Leur expérience a été conçue pour permettre aux scientifiques de jeter un coup d’œil furtif sur l’endroit où un objet – dans ce cas une particule de lumière, appelée photon – réside réellement lorsqu’il est placé dans une superposition. Et les chercheurs prédisent que la réponse sera encore plus étrange et plus choquante que « deux endroits à la fois ».

L’exemple classique d’une superposition consiste à tirer des photons sur deux fentes parallèles d’une barrière. Un aspect fondamental de la mécanique quantique est que de minuscules particules peuvent se comporter comme des ondes, de sorte que celles qui passent par une fente « interfèrent » avec celles qui passent par l’autre, leurs ondulations se renforçant ou s’annulant mutuellement pour créer un motif caractéristique sur un écran de détecteur. Ce qui est étrange, cependant, c’est que cette interférence se produit même si une seule particule est tirée à la fois. La particule semble en quelque sorte passer par les deux fentes à la fois, interférant avec elle-même. C’est une superposition.

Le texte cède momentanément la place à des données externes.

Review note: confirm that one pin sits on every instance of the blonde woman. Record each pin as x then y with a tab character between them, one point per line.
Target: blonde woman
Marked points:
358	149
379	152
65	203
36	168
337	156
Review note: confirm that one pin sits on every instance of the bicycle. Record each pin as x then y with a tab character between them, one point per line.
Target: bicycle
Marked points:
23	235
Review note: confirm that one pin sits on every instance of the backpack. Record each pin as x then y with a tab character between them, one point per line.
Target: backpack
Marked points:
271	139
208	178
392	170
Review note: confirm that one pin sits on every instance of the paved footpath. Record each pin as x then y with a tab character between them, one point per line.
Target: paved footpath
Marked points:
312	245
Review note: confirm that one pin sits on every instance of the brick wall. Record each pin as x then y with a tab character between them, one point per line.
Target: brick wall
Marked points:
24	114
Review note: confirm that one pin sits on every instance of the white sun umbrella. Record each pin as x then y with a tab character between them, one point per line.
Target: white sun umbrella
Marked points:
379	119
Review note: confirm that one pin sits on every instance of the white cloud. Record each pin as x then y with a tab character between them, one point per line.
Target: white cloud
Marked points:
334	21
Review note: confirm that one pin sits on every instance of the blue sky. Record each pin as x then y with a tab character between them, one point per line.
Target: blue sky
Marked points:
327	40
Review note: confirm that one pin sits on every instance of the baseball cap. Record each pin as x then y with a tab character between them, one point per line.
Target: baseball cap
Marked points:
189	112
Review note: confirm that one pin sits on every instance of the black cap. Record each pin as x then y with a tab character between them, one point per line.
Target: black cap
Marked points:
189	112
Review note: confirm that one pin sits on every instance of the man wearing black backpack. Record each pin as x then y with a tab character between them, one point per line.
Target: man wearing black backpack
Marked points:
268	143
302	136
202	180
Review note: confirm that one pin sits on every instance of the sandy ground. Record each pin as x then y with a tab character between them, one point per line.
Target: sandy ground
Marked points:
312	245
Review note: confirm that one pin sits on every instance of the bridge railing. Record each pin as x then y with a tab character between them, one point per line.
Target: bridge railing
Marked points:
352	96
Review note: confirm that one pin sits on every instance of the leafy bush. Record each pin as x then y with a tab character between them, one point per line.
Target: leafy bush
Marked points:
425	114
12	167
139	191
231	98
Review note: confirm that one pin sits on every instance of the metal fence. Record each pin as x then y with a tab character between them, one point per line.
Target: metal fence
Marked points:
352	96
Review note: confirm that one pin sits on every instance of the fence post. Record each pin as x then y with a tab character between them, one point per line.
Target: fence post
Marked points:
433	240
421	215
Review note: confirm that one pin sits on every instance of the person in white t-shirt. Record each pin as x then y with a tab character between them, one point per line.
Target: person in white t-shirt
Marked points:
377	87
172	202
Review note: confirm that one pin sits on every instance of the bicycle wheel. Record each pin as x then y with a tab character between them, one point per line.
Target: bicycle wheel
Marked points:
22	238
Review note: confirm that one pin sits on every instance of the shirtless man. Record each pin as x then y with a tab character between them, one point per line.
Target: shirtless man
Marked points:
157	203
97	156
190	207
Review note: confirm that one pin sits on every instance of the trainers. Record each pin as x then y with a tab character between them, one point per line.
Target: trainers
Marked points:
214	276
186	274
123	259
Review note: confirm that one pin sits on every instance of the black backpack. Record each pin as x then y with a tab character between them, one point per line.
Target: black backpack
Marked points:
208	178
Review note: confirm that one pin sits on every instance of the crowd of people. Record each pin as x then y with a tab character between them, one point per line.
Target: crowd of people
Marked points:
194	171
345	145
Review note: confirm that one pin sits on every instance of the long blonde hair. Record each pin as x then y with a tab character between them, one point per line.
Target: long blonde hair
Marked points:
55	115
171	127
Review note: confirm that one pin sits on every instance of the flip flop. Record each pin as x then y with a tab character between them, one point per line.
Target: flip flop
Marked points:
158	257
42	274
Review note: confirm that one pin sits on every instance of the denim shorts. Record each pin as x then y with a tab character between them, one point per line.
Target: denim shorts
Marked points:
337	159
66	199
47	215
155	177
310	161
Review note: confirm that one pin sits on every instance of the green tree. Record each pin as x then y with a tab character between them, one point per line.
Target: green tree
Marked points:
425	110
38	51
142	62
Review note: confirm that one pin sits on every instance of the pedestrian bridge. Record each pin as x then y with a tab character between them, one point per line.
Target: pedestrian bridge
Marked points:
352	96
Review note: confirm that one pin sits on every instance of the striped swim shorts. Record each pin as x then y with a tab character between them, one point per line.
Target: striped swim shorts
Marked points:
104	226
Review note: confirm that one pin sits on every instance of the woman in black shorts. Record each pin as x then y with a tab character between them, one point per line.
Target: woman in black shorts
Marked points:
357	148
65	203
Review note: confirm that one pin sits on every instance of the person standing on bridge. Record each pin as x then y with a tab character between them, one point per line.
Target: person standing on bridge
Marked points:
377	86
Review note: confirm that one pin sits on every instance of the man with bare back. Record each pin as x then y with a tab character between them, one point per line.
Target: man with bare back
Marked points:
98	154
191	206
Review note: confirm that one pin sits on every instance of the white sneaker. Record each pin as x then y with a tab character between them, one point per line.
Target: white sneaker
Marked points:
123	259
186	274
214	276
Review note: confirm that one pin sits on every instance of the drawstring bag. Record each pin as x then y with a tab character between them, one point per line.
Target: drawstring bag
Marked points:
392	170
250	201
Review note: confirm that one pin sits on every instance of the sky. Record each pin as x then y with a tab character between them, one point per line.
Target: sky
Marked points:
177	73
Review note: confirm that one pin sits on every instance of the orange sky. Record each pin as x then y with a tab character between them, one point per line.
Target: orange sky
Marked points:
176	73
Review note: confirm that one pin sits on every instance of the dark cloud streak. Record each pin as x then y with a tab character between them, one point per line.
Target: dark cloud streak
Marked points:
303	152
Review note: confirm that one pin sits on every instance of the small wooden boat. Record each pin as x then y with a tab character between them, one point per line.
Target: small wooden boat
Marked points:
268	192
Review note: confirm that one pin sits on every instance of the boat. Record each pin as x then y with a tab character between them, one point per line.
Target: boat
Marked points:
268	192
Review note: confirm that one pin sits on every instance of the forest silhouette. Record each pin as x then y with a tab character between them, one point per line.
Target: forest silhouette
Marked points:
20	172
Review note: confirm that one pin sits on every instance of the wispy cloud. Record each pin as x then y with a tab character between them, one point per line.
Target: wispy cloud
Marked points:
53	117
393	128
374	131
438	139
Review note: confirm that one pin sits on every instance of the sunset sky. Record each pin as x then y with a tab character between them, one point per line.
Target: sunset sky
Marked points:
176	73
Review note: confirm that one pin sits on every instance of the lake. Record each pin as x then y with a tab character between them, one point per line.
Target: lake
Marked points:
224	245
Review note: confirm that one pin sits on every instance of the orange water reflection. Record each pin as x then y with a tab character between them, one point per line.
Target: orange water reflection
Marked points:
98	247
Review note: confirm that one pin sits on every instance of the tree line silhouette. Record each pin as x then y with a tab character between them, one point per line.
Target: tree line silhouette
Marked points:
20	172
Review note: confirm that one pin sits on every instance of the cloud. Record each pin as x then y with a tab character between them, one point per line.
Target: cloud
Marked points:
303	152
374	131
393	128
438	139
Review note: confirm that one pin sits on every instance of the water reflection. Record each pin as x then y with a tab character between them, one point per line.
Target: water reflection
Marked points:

Et c’est encore plus étrange : Mesurer par quelle fente passe une telle particule indiquera invariablement qu’elle n’en traverse qu’une seule – mais alors l’interférence ondulatoire (le « caractère quantique », si vous voulez) disparaît. L’acte même de la mesure semble « effondrer » la superposition. « Nous savons que quelque chose de louche se passe dans une superposition », explique le physicien Avshalom Elitzur, de l’Institut israélien de recherche avancée. « Mais on n’a pas le droit de le mesurer. C’est ce qui rend la mécanique quantique si diabolique. »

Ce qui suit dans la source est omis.